Now we need to do some more interesting things for the different dates.

After reading in the file containing the date information for the different fields, we need to parse out the month and year from the given dates along with finding out the duration of each of the different phases a field goes through.

From the information that we read we are given a given fields Experimental start date, Developmental Start date, and Developmental End date. We first wanted to parse each of the dates into the month and the year and save them in separate columns.

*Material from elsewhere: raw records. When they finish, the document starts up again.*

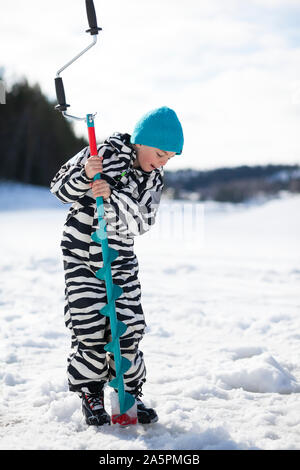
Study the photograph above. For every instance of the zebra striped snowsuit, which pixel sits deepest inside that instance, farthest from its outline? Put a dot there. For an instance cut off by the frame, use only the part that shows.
(129, 211)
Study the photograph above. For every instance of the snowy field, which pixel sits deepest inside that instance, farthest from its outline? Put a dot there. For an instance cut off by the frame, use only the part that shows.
(223, 343)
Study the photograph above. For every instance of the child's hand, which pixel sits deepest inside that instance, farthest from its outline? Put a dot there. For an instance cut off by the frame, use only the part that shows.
(93, 166)
(101, 188)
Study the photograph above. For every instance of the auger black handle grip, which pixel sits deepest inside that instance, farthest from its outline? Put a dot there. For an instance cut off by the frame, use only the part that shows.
(92, 19)
(60, 94)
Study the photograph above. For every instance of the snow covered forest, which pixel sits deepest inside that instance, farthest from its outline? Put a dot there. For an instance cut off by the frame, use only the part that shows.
(36, 140)
(222, 346)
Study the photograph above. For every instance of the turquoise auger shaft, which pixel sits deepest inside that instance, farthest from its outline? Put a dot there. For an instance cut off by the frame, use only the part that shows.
(113, 291)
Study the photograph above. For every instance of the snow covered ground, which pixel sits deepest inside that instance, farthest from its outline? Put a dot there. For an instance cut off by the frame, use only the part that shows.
(223, 342)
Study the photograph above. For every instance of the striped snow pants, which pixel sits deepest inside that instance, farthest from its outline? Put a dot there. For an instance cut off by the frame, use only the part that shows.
(89, 365)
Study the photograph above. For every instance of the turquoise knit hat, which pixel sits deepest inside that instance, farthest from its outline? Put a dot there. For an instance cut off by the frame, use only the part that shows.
(159, 128)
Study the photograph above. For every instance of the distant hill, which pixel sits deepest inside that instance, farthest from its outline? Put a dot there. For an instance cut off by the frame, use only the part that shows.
(236, 184)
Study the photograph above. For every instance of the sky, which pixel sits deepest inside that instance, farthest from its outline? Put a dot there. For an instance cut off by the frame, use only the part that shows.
(229, 68)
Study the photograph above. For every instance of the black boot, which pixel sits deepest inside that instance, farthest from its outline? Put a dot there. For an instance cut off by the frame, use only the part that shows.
(93, 409)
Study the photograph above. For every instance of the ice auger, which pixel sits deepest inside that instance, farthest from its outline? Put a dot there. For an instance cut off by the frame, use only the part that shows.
(113, 291)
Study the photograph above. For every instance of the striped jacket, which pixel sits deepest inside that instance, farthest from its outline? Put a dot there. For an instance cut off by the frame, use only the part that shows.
(129, 211)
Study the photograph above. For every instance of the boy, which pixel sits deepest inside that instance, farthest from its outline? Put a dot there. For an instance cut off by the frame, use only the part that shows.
(131, 183)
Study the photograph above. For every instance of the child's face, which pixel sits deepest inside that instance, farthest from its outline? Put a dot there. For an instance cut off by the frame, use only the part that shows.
(149, 158)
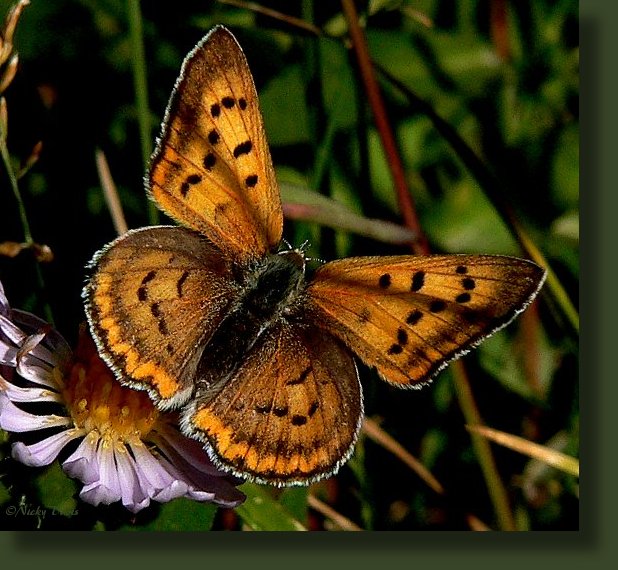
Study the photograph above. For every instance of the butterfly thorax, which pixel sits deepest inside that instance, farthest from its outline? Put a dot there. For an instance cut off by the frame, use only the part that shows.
(271, 291)
(273, 288)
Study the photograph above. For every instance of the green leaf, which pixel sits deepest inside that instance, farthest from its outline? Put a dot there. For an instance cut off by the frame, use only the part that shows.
(57, 491)
(262, 512)
(182, 515)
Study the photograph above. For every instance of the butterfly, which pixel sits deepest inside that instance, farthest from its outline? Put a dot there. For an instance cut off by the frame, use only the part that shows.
(216, 319)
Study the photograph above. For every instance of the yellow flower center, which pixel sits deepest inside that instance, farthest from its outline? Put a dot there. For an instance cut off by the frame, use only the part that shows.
(98, 402)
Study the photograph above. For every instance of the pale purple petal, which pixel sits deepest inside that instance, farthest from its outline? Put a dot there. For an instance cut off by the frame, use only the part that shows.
(55, 350)
(8, 354)
(14, 419)
(206, 483)
(4, 303)
(12, 331)
(19, 394)
(82, 463)
(172, 441)
(45, 451)
(134, 496)
(165, 486)
(107, 489)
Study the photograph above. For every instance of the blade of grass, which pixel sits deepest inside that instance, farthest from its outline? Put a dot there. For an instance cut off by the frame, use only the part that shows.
(545, 454)
(110, 193)
(140, 86)
(377, 434)
(404, 197)
(342, 522)
(493, 190)
(261, 511)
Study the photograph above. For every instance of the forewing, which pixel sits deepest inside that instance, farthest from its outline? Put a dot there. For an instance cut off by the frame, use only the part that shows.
(290, 413)
(212, 169)
(410, 315)
(154, 300)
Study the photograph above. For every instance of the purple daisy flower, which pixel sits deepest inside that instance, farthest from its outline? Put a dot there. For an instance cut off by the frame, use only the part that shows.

Next from those dates we wanted to calculate how long a field was in it's experimental phase and it's developmental phase. The assumption that we use here is that

- 1) A field is classified as experimental from the drill date of it's first experimental well to that field's first developmental well is drilled.
- 2) A field is classified as developmental from the field's first developmental well is drilled to the completion of that field's last developmental well.

An issue that arrises here is that there were some experiemental wells that were active during the field was in it's developmental phase.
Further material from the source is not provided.